RL Lecture Notes: Sequential Decision Making
04 Apr 2019Reinforcement Learning - Lecture 1 - Emma Brunskill
Learning to Make Good Sequential Decisions
Key aspects of reinforcement learning:
- Optimization: Finding policies that maximize expected reward
- Exploration: Balancing exploration vs exploitation
- Generalization: Transferring knowledge to new situations
- Delayed Consequences: Decisions have long-term ramifications
Challenges
When planning: Decisions involve reasoning about not just immediate benefit but also longer-term ramifications.
When learning: Temporal credit assignment is hard - what caused later high or low rewards?
Policy
A policy is a mapping from past experience to action.
Comparison with Other Paradigms
Supervised Learning: Typically making one decision instead of a sequence of decisions.
Imitation Learning: Learns from experience of others, assumes input demos of good policies.
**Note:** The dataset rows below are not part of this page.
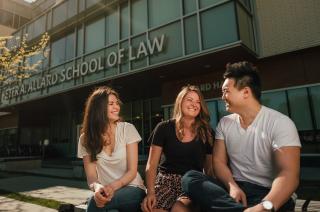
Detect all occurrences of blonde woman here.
[78,87,145,212]
[142,85,213,212]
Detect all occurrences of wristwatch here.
[261,200,275,212]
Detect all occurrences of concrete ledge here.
[74,204,87,212]
[0,159,41,171]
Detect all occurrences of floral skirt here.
[155,172,183,210]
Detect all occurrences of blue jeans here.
[87,186,146,212]
[182,170,295,212]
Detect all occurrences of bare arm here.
[141,145,162,212]
[146,145,162,193]
[82,155,98,186]
[204,154,214,177]
[83,155,109,207]
[111,142,138,190]
[213,140,247,206]
[264,147,300,210]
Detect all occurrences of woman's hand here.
[141,193,157,212]
[103,184,114,202]
[93,183,110,208]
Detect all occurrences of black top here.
[148,120,214,175]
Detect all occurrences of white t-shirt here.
[78,122,145,189]
[215,106,301,187]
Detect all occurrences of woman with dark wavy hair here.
[78,87,145,212]
[142,85,213,212]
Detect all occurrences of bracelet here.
[89,182,97,192]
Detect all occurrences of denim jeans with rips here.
[182,170,295,212]
[87,186,146,212]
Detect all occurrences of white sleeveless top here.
[78,122,145,189]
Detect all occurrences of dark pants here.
[87,186,146,212]
[182,170,295,212]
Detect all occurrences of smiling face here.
[222,78,243,113]
[107,94,120,122]
[181,91,201,118]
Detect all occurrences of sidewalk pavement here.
[0,168,320,212]
[0,168,92,212]
[0,196,56,212]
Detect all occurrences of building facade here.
[0,0,320,158]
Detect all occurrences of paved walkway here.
[0,196,56,212]
[0,169,92,212]
[0,168,320,212]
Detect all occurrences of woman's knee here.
[181,170,205,193]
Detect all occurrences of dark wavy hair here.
[172,85,213,144]
[223,61,262,102]
[81,86,121,161]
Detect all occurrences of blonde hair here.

Imitation + RL seems promising.
Sequential Decision Making Under Uncertainty
Goal: Maximize the total expected future reward (the world is stochastic so the agent maximizes rewards in expectation).
The Markov Assumption
State \(s_t\) is Markov if and only if:
$$p(s_{t+1} | s_t, a_t) = p(s_{t+1} | h_{t}, a_{t})$$The current state is a sufficient statistic of history.
Problem Variants
- Finite horizon vs. infinite horizon
- Stationary vs. non-stationary